Reviewed by Stylus Magazine
Adapt begins with the sound of warm pirate radio crackle, but expectations of a soulful, Burial-esque affair are shattered within about four seconds, as a torrent of thunderous grimy beats blare forth like Godzilla emerging from beneath the concrete of southern London. Distorted, ragga-informed vocals resemble a malicious, bestial roar, mocking the suffering of anyone stupid enough to get in the way, while police-siren synths add to the confused chaos.
Those familiar with London producer Milanese's back catalogue would hardly be surprised; 2006's Extend was a skeletal hybrid of grime, dubstep, and jungle, with a darkly subterranean atmosphere, sounding like some inhuman horror creeping deep within the sewers of London. But while Extend was malevolent and imposing, Adapt delivers on the promise of evil: what were once sparsely populated soundscapes here become dense, aggressive tapestries of distorted beats, eerie synths, and belligerent vocals.
As the title implies, Adapt offers remixes from Extend and 2004 effort 1up from luminaries such as Clark and DJ Distance as well as Milanese himself, plus a couple of new tracks. The variety of producers leads to a well-rounded variety of approaches. On "Sight Beyond Sight," Hrdvision reduces the piece to a fine weave of glitched-out, minimal beats, backed by ghostly synths. From "Mr. Bad News," Clark constructs an intimidating drum 'n' bass interpretation, which soon evolves into a chaotic maximalist nightmare of indecipherable British-Caribbean-accented ranting and decaying breaks. And on "Billy Electron," Venger marries a beat that might be considered funky in some Orwellian future to slowly rotating, gyroscopic razorblade synths. Meanwhile, throughout the album, Milanese continues working in familiar style, his slow-moving, spacious pieces—particularly "Double Face," with its female vocal melody splitting into a nauseating dissonant harmony—providing temporary respite from the overwhelming physicality of the rest of the album.

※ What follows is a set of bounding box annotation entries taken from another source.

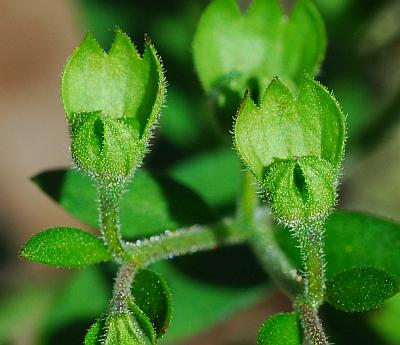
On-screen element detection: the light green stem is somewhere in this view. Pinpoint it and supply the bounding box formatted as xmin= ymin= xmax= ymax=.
xmin=237 ymin=171 xmax=301 ymax=298
xmin=110 ymin=261 xmax=136 ymax=315
xmin=293 ymin=220 xmax=329 ymax=345
xmin=127 ymin=220 xmax=248 ymax=267
xmin=294 ymin=221 xmax=325 ymax=308
xmin=97 ymin=183 xmax=128 ymax=262
xmin=251 ymin=209 xmax=302 ymax=299
xmin=297 ymin=303 xmax=329 ymax=345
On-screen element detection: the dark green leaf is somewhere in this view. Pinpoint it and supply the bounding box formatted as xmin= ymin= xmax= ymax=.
xmin=276 ymin=211 xmax=400 ymax=280
xmin=326 ymin=267 xmax=399 ymax=312
xmin=170 ymin=148 xmax=241 ymax=209
xmin=367 ymin=294 xmax=400 ymax=345
xmin=257 ymin=313 xmax=302 ymax=345
xmin=33 ymin=169 xmax=214 ymax=238
xmin=132 ymin=269 xmax=172 ymax=337
xmin=325 ymin=212 xmax=400 ymax=280
xmin=193 ymin=0 xmax=326 ymax=96
xmin=20 ymin=228 xmax=111 ymax=267
xmin=129 ymin=300 xmax=157 ymax=345
xmin=43 ymin=266 xmax=111 ymax=345
xmin=101 ymin=312 xmax=147 ymax=345
xmin=0 ymin=282 xmax=56 ymax=344
xmin=154 ymin=262 xmax=265 ymax=344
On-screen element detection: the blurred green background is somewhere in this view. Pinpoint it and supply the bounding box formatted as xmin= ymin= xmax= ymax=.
xmin=0 ymin=0 xmax=400 ymax=345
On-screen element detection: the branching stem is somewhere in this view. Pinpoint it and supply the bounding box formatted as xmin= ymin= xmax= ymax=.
xmin=110 ymin=261 xmax=136 ymax=315
xmin=237 ymin=171 xmax=301 ymax=298
xmin=127 ymin=220 xmax=248 ymax=267
xmin=97 ymin=183 xmax=128 ymax=262
xmin=293 ymin=221 xmax=329 ymax=345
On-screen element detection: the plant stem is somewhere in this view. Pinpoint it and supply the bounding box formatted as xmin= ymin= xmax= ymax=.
xmin=294 ymin=221 xmax=325 ymax=308
xmin=110 ymin=261 xmax=136 ymax=315
xmin=293 ymin=221 xmax=329 ymax=345
xmin=127 ymin=220 xmax=248 ymax=267
xmin=298 ymin=303 xmax=329 ymax=345
xmin=237 ymin=171 xmax=301 ymax=298
xmin=250 ymin=208 xmax=303 ymax=300
xmin=97 ymin=183 xmax=127 ymax=262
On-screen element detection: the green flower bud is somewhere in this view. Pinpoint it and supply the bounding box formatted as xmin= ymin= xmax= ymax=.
xmin=70 ymin=112 xmax=145 ymax=179
xmin=85 ymin=312 xmax=150 ymax=345
xmin=263 ymin=157 xmax=337 ymax=227
xmin=62 ymin=30 xmax=165 ymax=181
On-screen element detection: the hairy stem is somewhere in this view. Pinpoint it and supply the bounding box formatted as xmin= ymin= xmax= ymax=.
xmin=294 ymin=221 xmax=325 ymax=308
xmin=294 ymin=221 xmax=329 ymax=345
xmin=127 ymin=220 xmax=248 ymax=267
xmin=110 ymin=261 xmax=136 ymax=315
xmin=237 ymin=171 xmax=301 ymax=298
xmin=251 ymin=209 xmax=302 ymax=299
xmin=97 ymin=183 xmax=127 ymax=262
xmin=298 ymin=303 xmax=329 ymax=345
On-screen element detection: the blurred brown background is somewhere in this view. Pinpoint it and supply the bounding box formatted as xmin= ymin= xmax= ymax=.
xmin=0 ymin=0 xmax=400 ymax=345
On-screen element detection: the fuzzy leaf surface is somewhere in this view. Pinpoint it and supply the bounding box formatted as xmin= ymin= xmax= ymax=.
xmin=326 ymin=267 xmax=400 ymax=312
xmin=20 ymin=228 xmax=111 ymax=267
xmin=257 ymin=313 xmax=302 ymax=345
xmin=275 ymin=211 xmax=400 ymax=311
xmin=132 ymin=269 xmax=172 ymax=337
xmin=33 ymin=169 xmax=214 ymax=238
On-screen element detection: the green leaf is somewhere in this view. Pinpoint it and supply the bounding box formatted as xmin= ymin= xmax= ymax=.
xmin=169 ymin=148 xmax=241 ymax=209
xmin=128 ymin=299 xmax=157 ymax=345
xmin=275 ymin=211 xmax=400 ymax=281
xmin=33 ymin=169 xmax=214 ymax=238
xmin=61 ymin=29 xmax=166 ymax=182
xmin=154 ymin=262 xmax=268 ymax=344
xmin=257 ymin=313 xmax=302 ymax=345
xmin=40 ymin=266 xmax=111 ymax=345
xmin=234 ymin=75 xmax=346 ymax=183
xmin=193 ymin=0 xmax=326 ymax=93
xmin=132 ymin=269 xmax=172 ymax=337
xmin=367 ymin=294 xmax=400 ymax=345
xmin=326 ymin=267 xmax=400 ymax=312
xmin=20 ymin=228 xmax=111 ymax=267
xmin=101 ymin=313 xmax=147 ymax=345
xmin=0 ymin=281 xmax=57 ymax=344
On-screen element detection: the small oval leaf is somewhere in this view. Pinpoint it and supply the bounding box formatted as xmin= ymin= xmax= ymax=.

Considering all of this, Adapt's conceptual homogeneity is remarkable. The music of Milanese seems to have corrupted these remixers, forcing them to adhere to its own twisted vision—a vision heavily influenced by nightmares of a grimly dystopian, technophilic urban future, in which humans are pursued through pitch-black streets by monstrous alien forms. Which is to say: Adapt is a work of cinematic prowess, consuming the listener in the morbid totality of its sound; an expert exercise in tension and release.